Мне захотелось поговорить с Фабием Моисеевичем с глазу на глаз: если кто и знает про завещание – так это он. И я решила дождаться удобного случая, чтобы прижать любвеобильного старика к теплой стеночке и ласково-ласково, осторожно-осторожно, чтобы невзначай не просыпать труху, вытрясти из него полезную информацию.
– Елизовета Ка'гловна, вы п'гекгасно выглядите. Этот цвет, голубушка, вам оп'геделенно к лицу.
Оп'геделенно.
– Ах Фаба... Если бы ты знал, как мне трудно, – заговорила тетя, заламывая руки, на которых позвякивали тонкие золотые браслеты, – У молодых короткая память и стальные нервы, а я... а я... – у нее опять покраснели глаза. Тетя полезла за платком.

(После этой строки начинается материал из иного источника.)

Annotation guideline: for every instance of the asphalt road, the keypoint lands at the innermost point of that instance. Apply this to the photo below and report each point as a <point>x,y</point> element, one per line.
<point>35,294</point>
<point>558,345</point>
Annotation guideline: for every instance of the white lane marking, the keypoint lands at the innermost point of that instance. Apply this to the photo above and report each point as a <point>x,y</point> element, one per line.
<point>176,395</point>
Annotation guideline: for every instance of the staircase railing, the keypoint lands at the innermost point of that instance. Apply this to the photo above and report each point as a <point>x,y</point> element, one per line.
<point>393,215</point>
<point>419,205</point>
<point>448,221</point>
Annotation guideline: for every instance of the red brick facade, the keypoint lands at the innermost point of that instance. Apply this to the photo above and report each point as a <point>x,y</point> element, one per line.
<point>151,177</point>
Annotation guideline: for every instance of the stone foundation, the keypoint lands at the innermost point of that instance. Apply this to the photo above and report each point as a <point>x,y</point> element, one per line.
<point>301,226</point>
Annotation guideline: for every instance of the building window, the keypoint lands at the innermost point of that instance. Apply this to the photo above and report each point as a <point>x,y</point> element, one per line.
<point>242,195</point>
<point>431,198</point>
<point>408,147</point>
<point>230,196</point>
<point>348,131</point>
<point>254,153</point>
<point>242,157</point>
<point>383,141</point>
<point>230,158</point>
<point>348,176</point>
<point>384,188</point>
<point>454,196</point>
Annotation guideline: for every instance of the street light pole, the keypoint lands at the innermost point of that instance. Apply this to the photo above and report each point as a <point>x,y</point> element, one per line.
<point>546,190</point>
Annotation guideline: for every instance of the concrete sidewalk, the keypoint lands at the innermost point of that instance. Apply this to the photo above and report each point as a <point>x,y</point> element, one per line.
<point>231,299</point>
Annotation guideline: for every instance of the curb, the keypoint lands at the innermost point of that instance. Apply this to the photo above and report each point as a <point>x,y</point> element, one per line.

– Знаю, душечка, – он легко похлопал тетушку по руке, – Нам, ста'гикам, не хватает Ген'ги, его смелости, его п'гинципиальности и обаяния. Но ему бы не пон'гавилось, если бы он увидел нас `гыдающими. Не таков он был, наш Ген'ги. И нам надо де'гжаться изо всех сил. Да, – Фаба изъяснялся многословно и витиевато, захлебываясь рычащими звуками и гнусавя, но слушать его отчего-то было приятно.
Нюся подала чай. Взметнув шелковым крылом, тетушка взяла тонкую фарфоровую чашку, пододвинула к себе колоду карт и принялась сбоку раскладывать пасьянс. Грета застыла над своей пиалой каменным изваянием Будды. Макс ерзал на стуле, украдкой смотрел на часы и хмурился. Я потягивала кофе – густой, со слабым чесночным ароматом, какой умела варить только Нюся. Рассыпаясь в благодарностях, Фаба отказался от чая, но сдобную булочку с корицей, еще горячую, пышущую жаром духовки, сцапал и сунул прямо в карман пиджака. Ого, да он йог! Может, и на углях станцует?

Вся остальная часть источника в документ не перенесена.